On Labor Day, as the industry was hurtling toward the union’s first simultaneous strike against all three automakers, Trump attacked both management and the union leadership for not doing more to fight the Biden administration’s efforts to promote the switch from gas-powered vehicles to electric vehicles, predicting that if that happened, the US auto industry would be wiped out.

“If the union bosses and the CEOs refuse to fight back against Crooked Joe Biden, by forcing him to repeal this disastrous electric car scheme, then you will know they’re not pro-worker, they’re not on your side, they’ve got some deals going for themselves,” he said in a recorded message.

And Trump urged UAW members to stop paying their union dues.

“You should not pay your dues because they’re selling you to hell. You’re going to be going to hell. You’re not going to have any jobs. All those cars are going to be made in China,” he said.

Meanwhile while the UAW has been critical of industry plans to convert to EVs, and has thus far withheld an endorsement for Biden, UAW President Shawn Fain has leveled his sharpest attacks at Trump.
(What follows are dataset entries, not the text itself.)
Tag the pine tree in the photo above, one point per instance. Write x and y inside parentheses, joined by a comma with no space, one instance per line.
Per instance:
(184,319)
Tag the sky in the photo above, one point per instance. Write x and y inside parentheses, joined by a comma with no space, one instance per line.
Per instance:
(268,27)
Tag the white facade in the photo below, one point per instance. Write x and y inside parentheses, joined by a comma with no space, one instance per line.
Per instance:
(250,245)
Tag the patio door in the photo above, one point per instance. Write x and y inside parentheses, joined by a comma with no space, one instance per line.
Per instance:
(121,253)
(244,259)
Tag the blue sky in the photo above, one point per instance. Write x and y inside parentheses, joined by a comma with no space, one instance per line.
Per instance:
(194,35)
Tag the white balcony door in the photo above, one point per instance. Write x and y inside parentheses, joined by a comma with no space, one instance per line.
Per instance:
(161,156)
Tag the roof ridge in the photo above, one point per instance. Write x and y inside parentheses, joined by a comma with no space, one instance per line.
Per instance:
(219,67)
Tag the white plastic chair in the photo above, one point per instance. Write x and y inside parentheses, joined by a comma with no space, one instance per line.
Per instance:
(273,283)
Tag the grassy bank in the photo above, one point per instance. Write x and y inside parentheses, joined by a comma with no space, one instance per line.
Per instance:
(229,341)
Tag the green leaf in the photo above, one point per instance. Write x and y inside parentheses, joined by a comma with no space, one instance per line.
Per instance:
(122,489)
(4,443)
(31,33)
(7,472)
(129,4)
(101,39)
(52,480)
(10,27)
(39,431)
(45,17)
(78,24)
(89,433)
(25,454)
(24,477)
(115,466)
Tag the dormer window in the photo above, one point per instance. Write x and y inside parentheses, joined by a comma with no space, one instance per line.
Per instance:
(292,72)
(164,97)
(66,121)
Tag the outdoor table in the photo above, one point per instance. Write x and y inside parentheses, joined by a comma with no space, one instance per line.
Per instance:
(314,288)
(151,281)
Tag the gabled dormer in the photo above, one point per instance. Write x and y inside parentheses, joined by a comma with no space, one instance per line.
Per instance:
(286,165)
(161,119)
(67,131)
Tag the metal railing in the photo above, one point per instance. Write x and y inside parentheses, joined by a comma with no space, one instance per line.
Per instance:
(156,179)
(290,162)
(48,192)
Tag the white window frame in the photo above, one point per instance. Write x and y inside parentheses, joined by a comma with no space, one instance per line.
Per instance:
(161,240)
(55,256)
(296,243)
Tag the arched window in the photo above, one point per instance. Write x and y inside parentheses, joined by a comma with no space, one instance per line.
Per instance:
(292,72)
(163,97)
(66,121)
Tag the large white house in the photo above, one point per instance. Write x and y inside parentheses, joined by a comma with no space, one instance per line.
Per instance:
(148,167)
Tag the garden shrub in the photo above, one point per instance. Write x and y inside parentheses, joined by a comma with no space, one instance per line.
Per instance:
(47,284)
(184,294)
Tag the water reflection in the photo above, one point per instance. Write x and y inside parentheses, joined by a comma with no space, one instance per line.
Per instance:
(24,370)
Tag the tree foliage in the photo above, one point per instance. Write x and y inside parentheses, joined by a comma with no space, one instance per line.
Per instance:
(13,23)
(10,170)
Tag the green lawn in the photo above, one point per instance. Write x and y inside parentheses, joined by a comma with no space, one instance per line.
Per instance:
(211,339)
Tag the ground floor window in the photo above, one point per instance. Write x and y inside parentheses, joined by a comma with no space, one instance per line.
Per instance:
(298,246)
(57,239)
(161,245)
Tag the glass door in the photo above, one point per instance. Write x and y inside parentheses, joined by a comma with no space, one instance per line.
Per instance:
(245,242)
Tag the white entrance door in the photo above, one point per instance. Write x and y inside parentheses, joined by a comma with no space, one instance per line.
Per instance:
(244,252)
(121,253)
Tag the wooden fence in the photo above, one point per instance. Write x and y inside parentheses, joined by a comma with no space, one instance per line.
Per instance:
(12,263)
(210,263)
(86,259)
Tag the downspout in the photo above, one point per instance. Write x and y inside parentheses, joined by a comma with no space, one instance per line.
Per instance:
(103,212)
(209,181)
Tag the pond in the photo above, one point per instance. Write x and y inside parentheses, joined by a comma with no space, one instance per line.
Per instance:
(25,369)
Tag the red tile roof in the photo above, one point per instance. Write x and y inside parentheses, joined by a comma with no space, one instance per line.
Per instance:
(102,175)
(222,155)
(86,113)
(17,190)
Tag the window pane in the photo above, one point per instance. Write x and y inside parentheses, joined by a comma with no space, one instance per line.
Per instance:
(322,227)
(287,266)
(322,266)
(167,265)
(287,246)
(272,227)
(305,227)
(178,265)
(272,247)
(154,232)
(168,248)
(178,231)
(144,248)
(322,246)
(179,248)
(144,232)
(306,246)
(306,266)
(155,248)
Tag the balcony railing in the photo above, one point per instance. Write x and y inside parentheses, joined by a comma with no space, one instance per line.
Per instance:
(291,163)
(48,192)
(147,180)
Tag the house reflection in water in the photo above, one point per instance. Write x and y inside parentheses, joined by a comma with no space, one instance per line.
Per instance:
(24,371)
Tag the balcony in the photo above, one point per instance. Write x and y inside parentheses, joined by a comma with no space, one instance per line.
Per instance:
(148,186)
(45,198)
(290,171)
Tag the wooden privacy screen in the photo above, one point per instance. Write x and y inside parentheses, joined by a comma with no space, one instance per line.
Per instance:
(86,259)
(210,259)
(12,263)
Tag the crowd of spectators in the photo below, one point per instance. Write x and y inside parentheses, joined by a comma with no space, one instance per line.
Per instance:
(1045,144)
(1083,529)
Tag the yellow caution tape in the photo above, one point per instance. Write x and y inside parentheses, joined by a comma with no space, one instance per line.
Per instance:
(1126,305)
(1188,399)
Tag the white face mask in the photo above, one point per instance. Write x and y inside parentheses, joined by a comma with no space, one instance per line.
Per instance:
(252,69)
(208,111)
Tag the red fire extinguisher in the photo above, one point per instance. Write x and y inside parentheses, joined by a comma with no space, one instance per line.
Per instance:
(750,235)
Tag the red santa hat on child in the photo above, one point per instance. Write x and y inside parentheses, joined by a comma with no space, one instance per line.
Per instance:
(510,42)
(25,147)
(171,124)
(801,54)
He said he has no plans to meet with him when he visits Michigan Wednesday, the day after Fain met with Biden during a visit to a GM picket line.

“I see no point in meeting with him because I don’t think the man has any bit of care about what our workers stand for, what the working class stands for,” Fain told CNN Tuesday. “He serves the billionaire class and that’s what’s wrong with our country.”

Asked if that was an endorsement of Biden, Fain replied, “It’s not an endorsement for anyone, it’s just flat-out how I view the former president.”

Rank-and-file support for Trump

Trump’s campaign staff said it doesn’t believe that the union leadership necessarily speaks for the views of rank-and-file members.

“The reality is that there’s a disconnect between the political leadership of some of the labor unions and the working middle class employees that they purport to represent,” Trump senior campaign adviser Jason Miller told CNN.

And some polls show that about 40% of autoworkers supported Trump in the last election, said Art Wheaton, the director of labor studies at Cornell University’s ILR school in Buffalo.

Wednesday night Trump told his Michigan rally that EVs would destroy the US auto industry.

“You can be loyal to American labor or loyal to environmental lunatics. You can’t be loyal to both,” he said.

Wheaton and other labor professors say that Trump’s rhetoric taking a tough line on imports or his criticism of EVs, seen as a threat to union jobs by many autoworkers, has played well with union members, even if they say his record is basically anti-union.

“You hear [that support for Trump] on picket lines. There’s quite a few who like his message,” Wheaton said.

“He really did strong comments about outsourcing of jobs and moving factories overseas,” said Todd Vachon, a professor of labor studies at Rutgers University. “We hadn’t heard that from either party before that.

And beyond issues of labor law and labor-management relations, many of the rank-and-file like Trump for other, non-labor issues.

“The people working on the floor – blue collar, average guys working hourly for the Big Three – supported Donald Trump because they have traditional values. They own guns. They don’t want their gun rights taken away or restricted. They’re predominantly anti-abortion,” said Brian Pannebecker, a staunch Trump supporter and president of Auto Workers for Trump.